Not only is she poised to say I do to her rock and roller fiancé Jon Stevens – in the past three months, the one-time bikini model, who went on to become the first Mrs James Packer, has unleashed unto the world her latest business venture, the yoga-inspired activewear company, The Upside.
It’s the industrious Ms Mears’ second foray into the world of fashion retail. Her first business, the swimwear company Tigerlily, was sold to surfwear multinational Billabong back in 2007 for an undisclosed sum, thought to be between $3 million and $5 million.
At the time and despite the high-profile role Jodhi played in the business from its creation to its sale, there were those who wrote off Tigerlily as the vanity project of a newly minter former billionairess divorcee (she split from James in 2002, almost three years after they had wed, two years after Tigerlily was set up and five years before the sale of the company to Billabong).
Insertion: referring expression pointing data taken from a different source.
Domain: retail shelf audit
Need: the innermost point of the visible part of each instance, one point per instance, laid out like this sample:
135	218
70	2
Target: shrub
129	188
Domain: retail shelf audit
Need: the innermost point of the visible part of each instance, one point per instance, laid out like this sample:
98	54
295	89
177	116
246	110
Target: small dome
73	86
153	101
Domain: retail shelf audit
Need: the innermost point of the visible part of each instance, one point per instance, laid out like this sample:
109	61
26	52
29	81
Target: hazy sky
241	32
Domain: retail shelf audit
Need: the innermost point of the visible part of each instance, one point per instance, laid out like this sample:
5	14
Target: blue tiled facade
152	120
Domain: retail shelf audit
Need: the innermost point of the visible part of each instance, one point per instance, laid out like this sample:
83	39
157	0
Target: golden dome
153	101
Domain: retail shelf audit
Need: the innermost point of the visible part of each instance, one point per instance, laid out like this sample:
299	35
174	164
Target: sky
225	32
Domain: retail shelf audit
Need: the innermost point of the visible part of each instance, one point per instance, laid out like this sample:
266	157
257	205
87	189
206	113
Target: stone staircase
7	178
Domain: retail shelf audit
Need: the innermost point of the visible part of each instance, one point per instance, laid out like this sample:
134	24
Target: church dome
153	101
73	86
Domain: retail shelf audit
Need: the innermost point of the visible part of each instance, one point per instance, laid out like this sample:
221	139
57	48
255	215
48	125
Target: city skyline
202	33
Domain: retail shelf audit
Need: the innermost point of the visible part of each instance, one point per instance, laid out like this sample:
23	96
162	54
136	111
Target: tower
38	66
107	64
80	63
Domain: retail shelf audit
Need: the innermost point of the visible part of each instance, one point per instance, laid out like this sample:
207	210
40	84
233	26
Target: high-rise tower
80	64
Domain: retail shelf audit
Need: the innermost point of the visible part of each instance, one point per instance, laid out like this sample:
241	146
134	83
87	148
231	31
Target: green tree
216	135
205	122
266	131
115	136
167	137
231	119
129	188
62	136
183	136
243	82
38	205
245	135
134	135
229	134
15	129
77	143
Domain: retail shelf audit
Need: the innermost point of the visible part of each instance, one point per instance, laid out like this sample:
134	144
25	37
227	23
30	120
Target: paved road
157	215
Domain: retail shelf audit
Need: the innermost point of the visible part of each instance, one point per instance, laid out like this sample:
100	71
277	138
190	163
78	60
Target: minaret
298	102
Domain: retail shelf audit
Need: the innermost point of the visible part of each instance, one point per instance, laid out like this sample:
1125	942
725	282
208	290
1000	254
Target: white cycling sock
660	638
Jodhi’s business advisor, Mark Calvetti, was one of those who knew all along the fashion entrepeneur’s success was no fluke.
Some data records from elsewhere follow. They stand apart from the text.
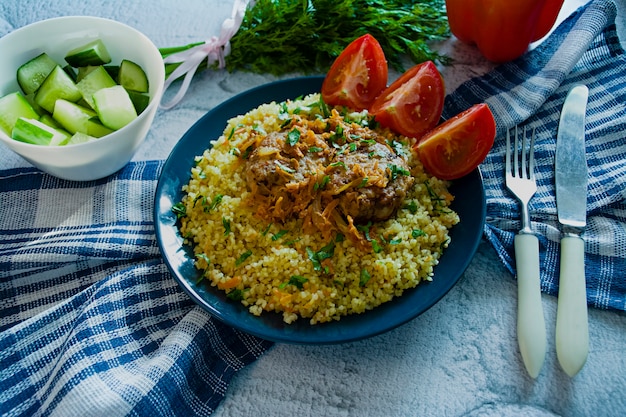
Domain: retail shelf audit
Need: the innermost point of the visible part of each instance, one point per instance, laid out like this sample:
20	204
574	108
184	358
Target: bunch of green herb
305	36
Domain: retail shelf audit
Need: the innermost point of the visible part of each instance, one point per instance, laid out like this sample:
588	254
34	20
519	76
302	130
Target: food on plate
87	98
304	210
357	76
412	104
456	147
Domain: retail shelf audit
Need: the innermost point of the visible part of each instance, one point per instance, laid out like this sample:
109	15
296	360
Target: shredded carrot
230	283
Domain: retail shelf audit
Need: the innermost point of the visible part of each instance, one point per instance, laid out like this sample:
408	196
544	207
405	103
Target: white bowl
100	158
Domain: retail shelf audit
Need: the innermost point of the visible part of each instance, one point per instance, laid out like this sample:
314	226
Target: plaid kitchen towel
584	49
113	326
88	309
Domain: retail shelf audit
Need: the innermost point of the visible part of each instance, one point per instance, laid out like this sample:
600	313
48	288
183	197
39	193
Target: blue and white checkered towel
585	49
91	322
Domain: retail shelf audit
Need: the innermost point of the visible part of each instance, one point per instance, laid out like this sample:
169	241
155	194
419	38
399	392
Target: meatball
380	180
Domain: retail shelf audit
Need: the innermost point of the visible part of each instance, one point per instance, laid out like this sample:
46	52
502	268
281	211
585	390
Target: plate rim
285	336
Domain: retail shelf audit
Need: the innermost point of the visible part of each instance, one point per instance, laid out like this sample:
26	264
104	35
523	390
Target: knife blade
572	333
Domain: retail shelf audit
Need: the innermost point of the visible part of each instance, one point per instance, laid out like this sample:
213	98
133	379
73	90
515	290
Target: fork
520	180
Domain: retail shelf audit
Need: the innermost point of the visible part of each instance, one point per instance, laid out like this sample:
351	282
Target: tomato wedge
412	104
357	76
458	145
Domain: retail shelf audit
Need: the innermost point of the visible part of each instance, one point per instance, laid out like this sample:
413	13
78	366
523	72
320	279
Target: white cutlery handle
572	328
531	328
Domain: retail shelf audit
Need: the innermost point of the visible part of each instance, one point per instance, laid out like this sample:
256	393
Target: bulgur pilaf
279	252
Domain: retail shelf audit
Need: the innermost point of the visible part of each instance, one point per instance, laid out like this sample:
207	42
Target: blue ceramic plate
469	203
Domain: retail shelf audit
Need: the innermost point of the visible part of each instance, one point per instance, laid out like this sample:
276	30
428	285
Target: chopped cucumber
114	107
72	116
82	72
35	132
84	100
92	53
33	73
12	107
132	77
49	120
140	100
57	85
96	80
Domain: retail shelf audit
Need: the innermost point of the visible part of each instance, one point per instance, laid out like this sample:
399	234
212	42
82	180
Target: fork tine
507	162
516	158
524	171
531	162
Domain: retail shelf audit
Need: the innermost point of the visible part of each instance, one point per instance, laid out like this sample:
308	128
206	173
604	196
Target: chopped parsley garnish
267	229
293	137
338	164
203	257
396	170
214	203
284	167
365	276
235	295
322	184
316	258
411	206
280	234
242	258
226	224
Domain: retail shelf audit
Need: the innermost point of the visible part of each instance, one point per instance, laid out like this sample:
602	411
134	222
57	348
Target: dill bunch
305	36
285	36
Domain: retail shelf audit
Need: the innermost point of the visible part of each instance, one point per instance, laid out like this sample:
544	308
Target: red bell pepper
502	29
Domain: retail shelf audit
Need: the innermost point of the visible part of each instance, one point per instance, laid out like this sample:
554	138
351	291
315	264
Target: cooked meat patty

“If you were to talk to the man on the street, they would think Jodhi was bankrolled into the fashion business by James and continues to be bankrolled by James. And that is so far from the truth,” he tells The Weekly.
Now, having put all her own money into The Upside – “I have a lot of skin in this game,” Jodhi says – she’s again out there having a go, building business and putting her fortune on the line, when she could easily not have done so.
“How many women can leave a high-profile marriage like she did, build a business, sell it and then build a second one?” asks Mark Calvetti.
“She didn’t have to launch The Upside. She could have spent half a year in Hawaii and half a year here. But she did it again – built another business.”